Giacomo, partiamo subito con il tuo ultimo lavoro: Roma Città Morta, realizzato a quattro mani con Luca Marengo. Vuoi raccontarci come è nato questo sodalizio artistico e come siete approdati all’apocalisse Zombie?
Conosco Luca perché fa parte dello staff di Le Cool, la rivista online, e loro organizzano a Roma delle feste fighissime con free drinks alle quali spesso mi invitano. Con la scusa di questi free drinks una volta mi ha fatto ubriacare e mi ha chiesto: “Allora facciamo questa storia sull’apocalisse zombie a Roma?” e io ho risposto: “Sì, sì, facciamo quello che ti pare”. No a parte gli scherzi, mi ha tirato dentro questo progetto che mi è piaciuto sin dall’inizio e si tratta in sostanza della stessa storia che noi due scriviamo ognuno con un punto di vista differente: il suo, che è quello della letteratura classica e scritto come fosse una sorta di diario, e il mio che è invece scritto e disegnato. Su alcune cose ci siamo dovuti venire incontro, ad esempio lui parlava di un personaggio e me lo descriveva come la persona più antipatica del mondo quando magari a me invece stava simpatico, quindi ci siamo dovuti incontrare nel mezzo, però insomma chi l’ha letto è rimasto molto soddisfatto e perciò lo siamo anche noi. Oltretutto ci amalgamiamo anche abbastanza bene, perché lui è quello un po’ più ‘serioso’, quindi dà alla storia un tocco più ‘zombie horror classico’, mentre io cerco un po’ di spezzare con dell’ironia.

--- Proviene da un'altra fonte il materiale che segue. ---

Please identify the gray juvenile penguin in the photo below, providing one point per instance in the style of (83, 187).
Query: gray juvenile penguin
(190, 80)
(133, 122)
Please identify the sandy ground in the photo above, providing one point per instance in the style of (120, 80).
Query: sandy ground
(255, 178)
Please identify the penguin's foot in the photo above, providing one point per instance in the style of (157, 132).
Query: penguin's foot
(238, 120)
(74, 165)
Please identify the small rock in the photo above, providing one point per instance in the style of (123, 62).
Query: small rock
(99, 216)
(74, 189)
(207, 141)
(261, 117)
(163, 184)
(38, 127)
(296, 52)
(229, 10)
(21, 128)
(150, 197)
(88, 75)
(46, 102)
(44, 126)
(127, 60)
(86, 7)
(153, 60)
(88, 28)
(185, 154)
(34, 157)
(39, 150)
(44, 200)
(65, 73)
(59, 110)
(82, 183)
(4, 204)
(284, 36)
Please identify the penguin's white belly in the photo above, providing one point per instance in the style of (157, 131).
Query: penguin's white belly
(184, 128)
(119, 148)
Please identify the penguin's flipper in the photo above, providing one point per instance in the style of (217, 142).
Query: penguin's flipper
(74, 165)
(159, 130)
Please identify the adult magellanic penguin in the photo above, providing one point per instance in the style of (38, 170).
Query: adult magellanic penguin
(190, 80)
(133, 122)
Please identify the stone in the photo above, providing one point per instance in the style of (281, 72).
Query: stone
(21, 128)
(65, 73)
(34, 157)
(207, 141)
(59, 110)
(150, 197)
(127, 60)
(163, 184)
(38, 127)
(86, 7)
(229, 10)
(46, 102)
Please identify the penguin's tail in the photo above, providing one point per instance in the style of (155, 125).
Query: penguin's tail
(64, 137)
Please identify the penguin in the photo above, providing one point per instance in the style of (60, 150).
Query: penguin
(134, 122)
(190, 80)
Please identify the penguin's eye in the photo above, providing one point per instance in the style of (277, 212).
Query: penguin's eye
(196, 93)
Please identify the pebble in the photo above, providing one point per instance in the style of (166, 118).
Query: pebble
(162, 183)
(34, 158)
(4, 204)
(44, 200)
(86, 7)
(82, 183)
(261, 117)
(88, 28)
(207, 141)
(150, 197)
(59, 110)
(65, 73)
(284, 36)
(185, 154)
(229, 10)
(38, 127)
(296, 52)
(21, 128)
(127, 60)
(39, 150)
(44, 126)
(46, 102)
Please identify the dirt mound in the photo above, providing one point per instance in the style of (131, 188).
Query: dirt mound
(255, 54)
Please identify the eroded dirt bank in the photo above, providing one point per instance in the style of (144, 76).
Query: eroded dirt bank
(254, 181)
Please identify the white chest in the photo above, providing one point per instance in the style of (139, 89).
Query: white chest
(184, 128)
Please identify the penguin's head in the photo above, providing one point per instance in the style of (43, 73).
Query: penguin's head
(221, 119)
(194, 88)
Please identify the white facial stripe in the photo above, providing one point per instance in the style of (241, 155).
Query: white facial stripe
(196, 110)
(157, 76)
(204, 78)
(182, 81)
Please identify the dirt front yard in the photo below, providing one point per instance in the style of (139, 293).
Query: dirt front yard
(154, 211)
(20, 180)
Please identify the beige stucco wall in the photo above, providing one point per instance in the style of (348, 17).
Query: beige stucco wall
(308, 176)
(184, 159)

Rimanendo sempre in tema zombie, quali sono state le influenze di genere (tra romanzi, film e altri fumetti) che si possono trovare nel vostro racconto e quali invece le influenze esterne alla cultura horror?
Io sono un grande appassionato di film horror in generale, degli zombie invece mi piacciono i classici, come ad esempio quelli di Romero. Però mentre Luca ha avuto un approccio più classico, come dicevo prima, i miei riferimenti sono invece più simili a roba come Shaun of the dead e Zombieland.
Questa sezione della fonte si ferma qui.